While sales were flat CC and down 1% reported, they’d been down 16% CC and 18% reported in Q3. And this time it saw a “significant outperformance by luxury branded jewellery”.

Regionally, the firm’s Q4 US performance was strong with revenue up 14% CC and 10% to £190 million.
That looks set to improve as the firm’s showroom development programme continues. Watches of Switzerland One Vanderbilt, New York opened in March 2024 and it secured a new Rolex monobrand boutique in Lenox, Atlanta; opening in FY25, replacing the existing Mayors multibrand. Plus that Roberto Coin buy should also provide a boost to its American ops.
UK weakness
The UK & Europe was weaker in Q4 with a 4% revenue drop, although this was better than Q3 when revenue fell 7%. It was helped this time by an improvement in jewellery sales.
It continued to “gain market share in the luxury watch market due to our differentiated offering despite the challenging macroeconomic conditions”. And it said the†UK performance continues to be driven by domestic clientele “with minimal return of tourist spending due to the lack of VAT free shopping”.
While its e-commerce revenue fell 20% in the quarter, it has plenty of initiatives that should drive UK & Europe sales higher.
Rebranding, colleague training and system conversions have been completed for the showrooms acquired from Ernest Jones and “early trading from these showrooms is in line with our expectations at the time of the acquisition”.
It also completed a major expansion of the Patek Philippe space in Watches of Switzerland, Regent Street; opened two monobrand boutiques for TAG Heuer and Tudor at Gatwick airport; and made progress on key projects, including the Flagship Rolex Boutique on Old Bond Street, plus the Audemars Piguet Townhouse and Mappin & Webb luxury jewellery boutique, both in Manchester, all opening in FY25.
Difficult year
The final quarter’s performance will have come as some relief after the first nine months of FY24 proved tough.
For the year, group revenue was up only 2% CC and flat on a reported basis at £1.538 billion.
While US revenue rose 11% CC and 6% reported to £692 million, UK & Europe revenue was down 5% at £846 million.
Luxury watches revenue rose 3% CC and only 1% reported, with demand continuing to outstrip supply for key brands.
But luxury jewellery revenue dropped 13% CC and 14% reported. That said, luxury branded jewellery continues to significantly outperform and during the year it added brands including Pomellato, Fred, Pasquale Bruni and Fabergé.
Cautious optimism
Despite that improvement in the last three months of financial year, Adjusted EBIT is expected to be between £133 million and £136 million, down from £165 million in the previous year.

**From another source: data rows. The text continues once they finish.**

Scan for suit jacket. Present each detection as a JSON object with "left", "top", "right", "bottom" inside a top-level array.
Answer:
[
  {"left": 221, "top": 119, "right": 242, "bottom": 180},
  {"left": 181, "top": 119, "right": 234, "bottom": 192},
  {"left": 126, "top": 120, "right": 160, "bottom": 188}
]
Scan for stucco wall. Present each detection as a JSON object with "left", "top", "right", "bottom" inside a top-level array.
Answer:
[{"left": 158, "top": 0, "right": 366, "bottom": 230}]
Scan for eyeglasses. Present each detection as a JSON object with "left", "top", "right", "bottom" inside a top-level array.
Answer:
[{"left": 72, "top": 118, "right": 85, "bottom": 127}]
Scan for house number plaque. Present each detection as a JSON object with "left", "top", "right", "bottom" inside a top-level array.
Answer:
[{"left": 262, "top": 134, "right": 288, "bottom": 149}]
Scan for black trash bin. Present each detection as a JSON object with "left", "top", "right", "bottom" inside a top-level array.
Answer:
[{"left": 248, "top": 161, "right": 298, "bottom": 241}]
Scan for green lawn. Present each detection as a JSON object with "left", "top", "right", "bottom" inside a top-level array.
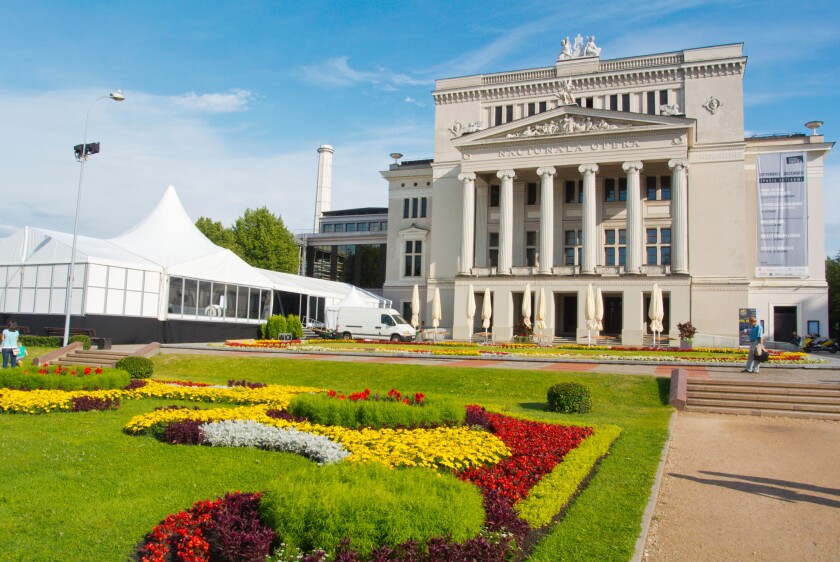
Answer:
[{"left": 0, "top": 355, "right": 671, "bottom": 562}]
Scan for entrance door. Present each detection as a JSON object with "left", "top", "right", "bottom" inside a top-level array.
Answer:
[
  {"left": 601, "top": 295, "right": 624, "bottom": 336},
  {"left": 773, "top": 306, "right": 796, "bottom": 342}
]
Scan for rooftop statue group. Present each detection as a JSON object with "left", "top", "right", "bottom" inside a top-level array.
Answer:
[{"left": 557, "top": 33, "right": 601, "bottom": 60}]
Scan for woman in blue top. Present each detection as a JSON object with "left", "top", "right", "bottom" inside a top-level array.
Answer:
[
  {"left": 743, "top": 316, "right": 764, "bottom": 373},
  {"left": 0, "top": 320, "right": 20, "bottom": 369}
]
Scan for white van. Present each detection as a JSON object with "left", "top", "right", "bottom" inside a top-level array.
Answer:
[{"left": 336, "top": 306, "right": 417, "bottom": 341}]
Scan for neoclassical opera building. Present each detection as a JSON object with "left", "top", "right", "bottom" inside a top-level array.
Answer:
[{"left": 382, "top": 38, "right": 833, "bottom": 345}]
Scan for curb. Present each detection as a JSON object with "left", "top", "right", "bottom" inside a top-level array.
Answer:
[{"left": 630, "top": 406, "right": 677, "bottom": 562}]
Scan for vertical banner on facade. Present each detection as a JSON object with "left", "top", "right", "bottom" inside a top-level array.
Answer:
[
  {"left": 755, "top": 152, "right": 808, "bottom": 277},
  {"left": 738, "top": 308, "right": 757, "bottom": 347}
]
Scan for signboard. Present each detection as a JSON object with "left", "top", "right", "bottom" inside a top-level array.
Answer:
[
  {"left": 755, "top": 152, "right": 808, "bottom": 277},
  {"left": 738, "top": 308, "right": 758, "bottom": 347}
]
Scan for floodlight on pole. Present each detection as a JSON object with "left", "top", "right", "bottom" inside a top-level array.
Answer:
[{"left": 64, "top": 90, "right": 125, "bottom": 346}]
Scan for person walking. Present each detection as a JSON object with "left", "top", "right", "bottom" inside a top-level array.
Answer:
[
  {"left": 0, "top": 320, "right": 20, "bottom": 369},
  {"left": 741, "top": 316, "right": 764, "bottom": 373}
]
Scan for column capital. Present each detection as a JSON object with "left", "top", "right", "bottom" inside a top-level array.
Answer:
[
  {"left": 621, "top": 161, "right": 644, "bottom": 173},
  {"left": 668, "top": 158, "right": 688, "bottom": 170}
]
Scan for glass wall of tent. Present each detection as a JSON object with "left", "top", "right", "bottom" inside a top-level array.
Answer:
[
  {"left": 167, "top": 277, "right": 272, "bottom": 322},
  {"left": 0, "top": 263, "right": 160, "bottom": 317}
]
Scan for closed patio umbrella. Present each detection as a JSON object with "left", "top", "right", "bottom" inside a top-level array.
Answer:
[
  {"left": 467, "top": 285, "right": 475, "bottom": 340},
  {"left": 583, "top": 283, "right": 598, "bottom": 345},
  {"left": 522, "top": 283, "right": 531, "bottom": 328},
  {"left": 648, "top": 283, "right": 665, "bottom": 347},
  {"left": 411, "top": 283, "right": 420, "bottom": 330}
]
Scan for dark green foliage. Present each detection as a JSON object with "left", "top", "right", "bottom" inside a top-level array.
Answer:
[
  {"left": 0, "top": 366, "right": 129, "bottom": 390},
  {"left": 67, "top": 334, "right": 90, "bottom": 349},
  {"left": 548, "top": 382, "right": 592, "bottom": 414},
  {"left": 18, "top": 336, "right": 61, "bottom": 347},
  {"left": 260, "top": 462, "right": 484, "bottom": 553},
  {"left": 288, "top": 393, "right": 466, "bottom": 429},
  {"left": 116, "top": 355, "right": 153, "bottom": 379},
  {"left": 260, "top": 314, "right": 289, "bottom": 340}
]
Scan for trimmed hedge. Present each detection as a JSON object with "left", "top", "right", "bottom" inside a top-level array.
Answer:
[
  {"left": 67, "top": 334, "right": 90, "bottom": 350},
  {"left": 116, "top": 355, "right": 154, "bottom": 379},
  {"left": 548, "top": 382, "right": 592, "bottom": 414},
  {"left": 0, "top": 365, "right": 130, "bottom": 390},
  {"left": 287, "top": 394, "right": 466, "bottom": 429},
  {"left": 260, "top": 463, "right": 484, "bottom": 554},
  {"left": 18, "top": 336, "right": 62, "bottom": 347}
]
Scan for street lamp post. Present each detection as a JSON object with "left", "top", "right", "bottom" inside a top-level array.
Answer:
[{"left": 64, "top": 90, "right": 125, "bottom": 346}]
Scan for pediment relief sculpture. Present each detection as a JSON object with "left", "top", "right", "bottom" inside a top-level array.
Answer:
[{"left": 507, "top": 115, "right": 632, "bottom": 138}]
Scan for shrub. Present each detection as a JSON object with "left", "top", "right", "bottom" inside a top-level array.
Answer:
[
  {"left": 260, "top": 314, "right": 288, "bottom": 340},
  {"left": 0, "top": 365, "right": 129, "bottom": 390},
  {"left": 548, "top": 382, "right": 592, "bottom": 414},
  {"left": 67, "top": 334, "right": 90, "bottom": 349},
  {"left": 260, "top": 463, "right": 484, "bottom": 553},
  {"left": 116, "top": 355, "right": 153, "bottom": 379},
  {"left": 18, "top": 336, "right": 62, "bottom": 347},
  {"left": 287, "top": 394, "right": 465, "bottom": 429}
]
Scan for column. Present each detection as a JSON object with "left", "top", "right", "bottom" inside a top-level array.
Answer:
[
  {"left": 537, "top": 168, "right": 556, "bottom": 274},
  {"left": 496, "top": 170, "right": 516, "bottom": 275},
  {"left": 458, "top": 172, "right": 475, "bottom": 275},
  {"left": 668, "top": 158, "right": 688, "bottom": 273},
  {"left": 578, "top": 164, "right": 598, "bottom": 275},
  {"left": 621, "top": 162, "right": 645, "bottom": 273}
]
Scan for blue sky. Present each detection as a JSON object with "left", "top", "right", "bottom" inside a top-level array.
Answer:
[{"left": 0, "top": 0, "right": 840, "bottom": 255}]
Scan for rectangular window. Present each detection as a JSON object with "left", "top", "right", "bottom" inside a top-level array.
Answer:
[
  {"left": 645, "top": 176, "right": 656, "bottom": 201},
  {"left": 526, "top": 183, "right": 538, "bottom": 205},
  {"left": 659, "top": 176, "right": 671, "bottom": 201},
  {"left": 604, "top": 178, "right": 615, "bottom": 203},
  {"left": 487, "top": 232, "right": 499, "bottom": 267},
  {"left": 525, "top": 230, "right": 537, "bottom": 267}
]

But as mentioned, it’s still backing its long-term targets and expects to more than double sales and Adjusted EBIT by the end of FY28. For the current year, its revenue recovery should continue and it’s predicted to rise between 9% and 12% CC to reach between £1.67 billion and £1.73 billion.
CEO Brian Duffy said: “We finished the year strongly, with Q4 sales in line with guidance and ahead of consensus. Particularly pleasing was the performance in the US.
“We enter FY25 with cautious optimism. The inherent strength of the categories we operate in, coupled with our superior business model and retail expertise continues to set us apart.”